What's at a presidential library?

These libraries, while they have museum-like exhibits, also usually house the records from a president's administration. Think of the volume of paperwork a presidential administration generates. They're troves for researchers and historians. Read here about the value of presidential papers to presidents.

They've gotten more and more ornate. Ronald Reagan's library, for instance, features an Air Force One plane resting on pylons. It's become a popular destination site for presidential debates during Republican primaries.

What's the new model for presidential libraries?

President Barack Obama, for instance, has ceded any control of his records to the National Archives, which has created an online-only Obama presidential library.

Instead, the Obama Foundation is building, with private money, a massive Obama Center in Chicago. That's a private venture, although he got a sweetheart deal on the South Side space from the city and it will include a new branch of the Chicago Public Library. It may borrow artifacts from the National Archives, but that site will not be an official presidential library.

It's been a difficult process for the former president to find a space and get started on the museum, something twice-impeached Trump might find even more difficult. Four years after Obama left office, no ground has been broken. But the spec pics look really nice.

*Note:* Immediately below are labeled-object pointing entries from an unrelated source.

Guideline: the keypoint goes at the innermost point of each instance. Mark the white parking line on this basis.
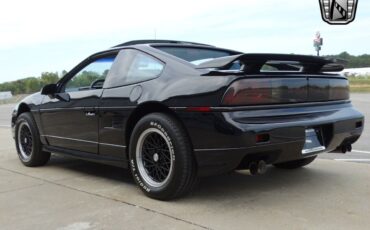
(353, 160)
(360, 151)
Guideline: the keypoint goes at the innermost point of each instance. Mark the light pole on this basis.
(318, 42)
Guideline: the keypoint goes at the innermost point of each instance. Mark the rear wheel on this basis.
(28, 142)
(161, 158)
(295, 164)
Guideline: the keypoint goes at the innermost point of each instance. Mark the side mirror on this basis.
(49, 89)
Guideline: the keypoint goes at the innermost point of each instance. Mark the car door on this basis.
(122, 93)
(69, 119)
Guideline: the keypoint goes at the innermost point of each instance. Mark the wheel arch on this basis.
(145, 109)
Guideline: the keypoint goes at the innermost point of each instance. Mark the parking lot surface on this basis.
(74, 194)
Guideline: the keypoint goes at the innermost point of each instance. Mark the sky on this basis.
(42, 35)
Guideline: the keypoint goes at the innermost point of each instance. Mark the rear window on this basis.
(195, 55)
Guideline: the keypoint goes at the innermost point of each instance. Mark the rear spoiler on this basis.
(253, 63)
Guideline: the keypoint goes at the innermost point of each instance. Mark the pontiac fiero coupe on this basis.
(173, 111)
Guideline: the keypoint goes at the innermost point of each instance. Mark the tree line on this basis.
(352, 61)
(34, 84)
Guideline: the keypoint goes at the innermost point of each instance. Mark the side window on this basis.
(90, 77)
(143, 67)
(132, 66)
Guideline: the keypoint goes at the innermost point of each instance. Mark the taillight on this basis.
(266, 91)
(284, 91)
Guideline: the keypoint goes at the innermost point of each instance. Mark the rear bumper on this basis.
(224, 141)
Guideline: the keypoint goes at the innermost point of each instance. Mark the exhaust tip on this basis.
(257, 167)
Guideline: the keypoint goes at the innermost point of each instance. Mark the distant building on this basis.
(355, 72)
(5, 95)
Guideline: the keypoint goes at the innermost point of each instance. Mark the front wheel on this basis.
(28, 142)
(161, 158)
(295, 164)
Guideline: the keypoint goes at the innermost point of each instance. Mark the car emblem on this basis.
(338, 12)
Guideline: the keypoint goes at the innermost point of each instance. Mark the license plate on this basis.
(313, 142)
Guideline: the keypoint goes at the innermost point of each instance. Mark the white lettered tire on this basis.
(161, 158)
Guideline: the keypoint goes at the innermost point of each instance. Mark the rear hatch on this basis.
(263, 79)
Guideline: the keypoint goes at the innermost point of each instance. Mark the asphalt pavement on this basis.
(73, 194)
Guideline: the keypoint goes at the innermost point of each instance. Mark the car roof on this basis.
(160, 41)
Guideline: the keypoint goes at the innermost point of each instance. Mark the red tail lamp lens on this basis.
(198, 109)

Who usually gives money for these things?

Obama's foundation has raised many millions of dollars and lists some of the larger givers on its website. Corporations like CNN's owner, AT&T, Microsoft and Boeing, billionaires like Marc Benioff, charitable foundations and more have all given more than a million dollars.

Who would give to a Trump library?

Fundraising could be a huge issue for Trump, who has been ostracized by corporate America. The Washington Post reported Monday that he hopes to raise $2 billion from small-dollar donors to build a library, but that is a LOT of small-dollar donations.

CNN's White House team has reported that before Trump's speech inspired rioters to storm Capitol Hill there "had been talk of securing property in Florida and having Dan Scavino, his longtime aide, run it. But now there are questions about who would donate to Trump's library in the current climate."

On the other hand, this is a man who has built or rebranded numerous buildings and golf courses in his image during a long career in real estate. The question is not whether he will find a way to commemorate his time in office. It's whether the US government will play a part.

Quiz answer: The last 15 presidents

Hoover, FDR, Truman, Eisenhower, JFK, LBJ, Nixon, Ford, Carter, Reagan, Bush, Clinton, Bush, Obama, Trump. And, starting Wednesday, Biden.

CORRECTION: An earlier version of this story misstated how the Air Force One at the Reagan Library is secured. It rests on pylons.